Aujourd'hui, l'évolution des suites judiciaires de l'évènement du 5 mars ont donné l'occasion à Khalifa Sall d'exprimer en termes clairs son agacement devant un délitement politique rampant. Le Maire de Dakar a en quelque sorte publiquement revendiqué le parrainage des jeunes "casseurs" ou "révoltés". Il dénonce sans rémission ce qu'il appelle les visées obscures destinées à le déstabiliser. Allant jusqu'à réclamer d'être entendu en lieu et place des jeunes, il ne pouvait faire mieux dans le registre de la paternité de la jacquerie.
Comment aurait-il pu en être autrement, puisque les jeunes scandaient son nom et exigeaient la démission d' OTD, Secrétaire général contesté comme jamais un responsable du PS à ce niveau, ne l'a été.
Le problème pour Khalifa Sall est de savoir s'il pourra tirer toutes les conséquences de cette sortie qui ressemble comme une jumelle à un discours de rupture.
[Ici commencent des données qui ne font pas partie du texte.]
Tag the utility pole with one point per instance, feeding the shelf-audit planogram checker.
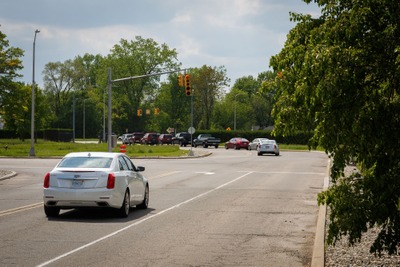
(32, 150)
(110, 82)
On connaît la capacité d'inertie et d'encaissement d'OTD, qui fera tout en minimiser la portée. Prétextant d'une démocratie interne et de liberté de d'expression qu'il est le seul à sentir, il s'évertuera sans aucun doute à laisser passer l'orage pour espérer ensuite reprendre la main.
Cette stratégie du pourrissement dans laquelle il est passé maître, ne fera que ravaler Khalifa Fall dans les abysses de l'inaction, du découragement et du dégoût.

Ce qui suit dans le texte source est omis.